A CRIAÇÃO DO MUNDO - Ruy Póvoas






A CRIAÇÃO DO MUNDO
*Ruy Póvoas

      Contam os mais velhos que um dia, Olodumaré, o controlador de todos os destinos, entendeu de criar o mundo. Chamou Obalatá e mandou que ele fizesse isso. Deu a ele um saco com o sopro da existência e ordenou também que ele criasse o semelhante. Aí, Obalatá desceu para cumprir as ordens de Olodumaré. Mas ele trouxe consigo alguns objetos, até mesmo uma cabaça de vinho. E Obalatá veio por ali, caminhando, caminhando e, antes de achar um ponto conveniente para criar o mundo, sentiu muita sede e bebeu o vinho. Resultado: ficou bêbado e acabou dormindo. Nisso, Olodumaré ficou esperando a explosão, sinal de que o mundo tinha sido criado. E nada. Aí, Olodumaré chamou Oduduya e mandou que ele fosse ver o que tinha acontecido.
      E Oduduya foi. Procura daqui, procura dali, terminou encontrando Obatalá, que ainda estava de sono solto. Quando ele olhou entre as pernas dele, viu o saco da existência, assim, largado. Muito curiosa que só ela mesma, pegou o saco devagarinho, devagarinho.. Quando abriu, tebeiiii!!! foi aquela grande explosão.
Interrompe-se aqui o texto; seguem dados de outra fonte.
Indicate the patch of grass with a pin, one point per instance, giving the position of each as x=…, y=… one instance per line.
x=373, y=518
Tão grande que o barulho chegou aos ouvidos de Olodumaré no Orun.
      Com o barulho da explosão, Obalatá acordou atordoado. "O que foi?! O que foi?!" Oduduya explicou tudo. Aí eles viram que o Aiyê já estava criado. E ficaram sem saber o que fazer. Depois de pensarem bem, resolveram voltar ao Orun e contar tudo a Olodumaré. E assim foi feito. Na presença do Dono de Tudo, contaram os acontecimentos. Depois de ouvir tudo, Olodumaré disse: " Agora voltem lá e façam o semelhante".
      Primeiro, fizeram com o ar, mas o semelhante evaporou. Fizeram outro de madeira, mas ficou muito duro. Fizeram outro de pedra, mas ficou insensível. Fizeram outro de azeite, mas logo se derreteu. Fizeram outro de areia, mas logo se desmanchou. E ficaram pensando com que matéria eles iriam fazer o semelhante, para que tudo desse certo.
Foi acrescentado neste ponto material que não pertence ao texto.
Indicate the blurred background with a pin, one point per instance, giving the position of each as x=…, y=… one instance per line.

      Acontece que, um pouco mais adiante, Nanã Borocô estava observando tudo, calada. Ela é a mais velha de todas as mães, Senhora da Lama. Então, ela se debruçou sobre a Lagoa da Vida, imensa como o próprio mundo e apontou o seu ibiri¹ para as águas. Retirou do fundo da lagoa um bolo de lama e deu a Obatalá e a Oduduya. Obatalá fez o semelhante com o barro molhado, pingando água e soprou a existência sobre o barro. Oduduya fez a mesma coisa e também soprou a existência sobre o barro. Deu certo: os dois semelhantes viraram gente, homem e mulher.
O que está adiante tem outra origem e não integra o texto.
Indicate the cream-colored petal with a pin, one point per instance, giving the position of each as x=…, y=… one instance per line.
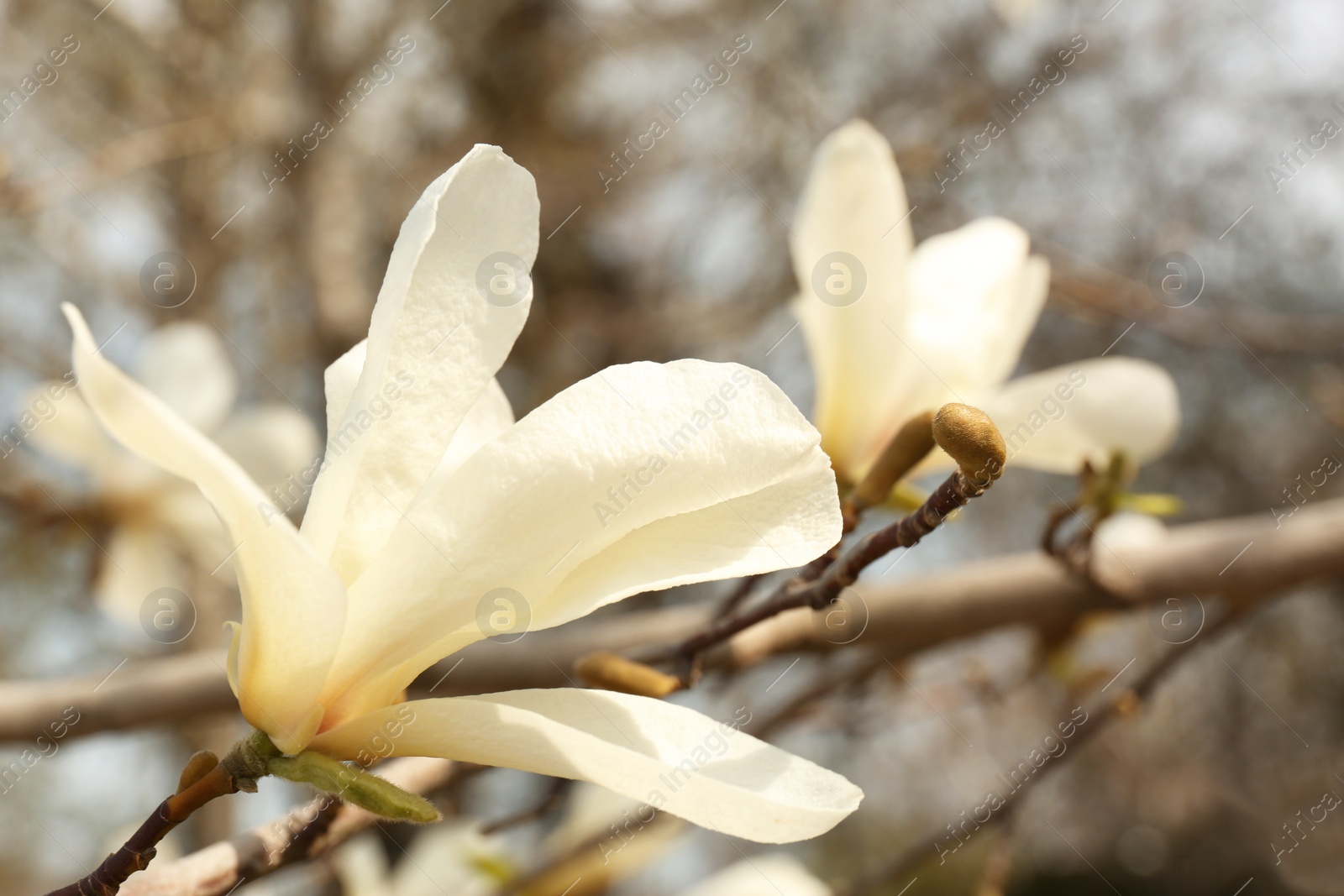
x=669, y=757
x=855, y=203
x=340, y=379
x=624, y=483
x=976, y=297
x=181, y=510
x=276, y=445
x=140, y=560
x=1058, y=418
x=293, y=606
x=490, y=418
x=434, y=344
x=187, y=367
x=773, y=875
      Pois é: a gente não está no mundo à toa.




* Ruy Póvoas, professor, escritor, babalorixá e membro da ALI e da ALITA
 [1] Espécie de cajado ritual, em forma de útero, que simboliza as forças criadoras  de Nanã Borocô, orixá da chuva, da lama, enquanto matéria primordial da criação.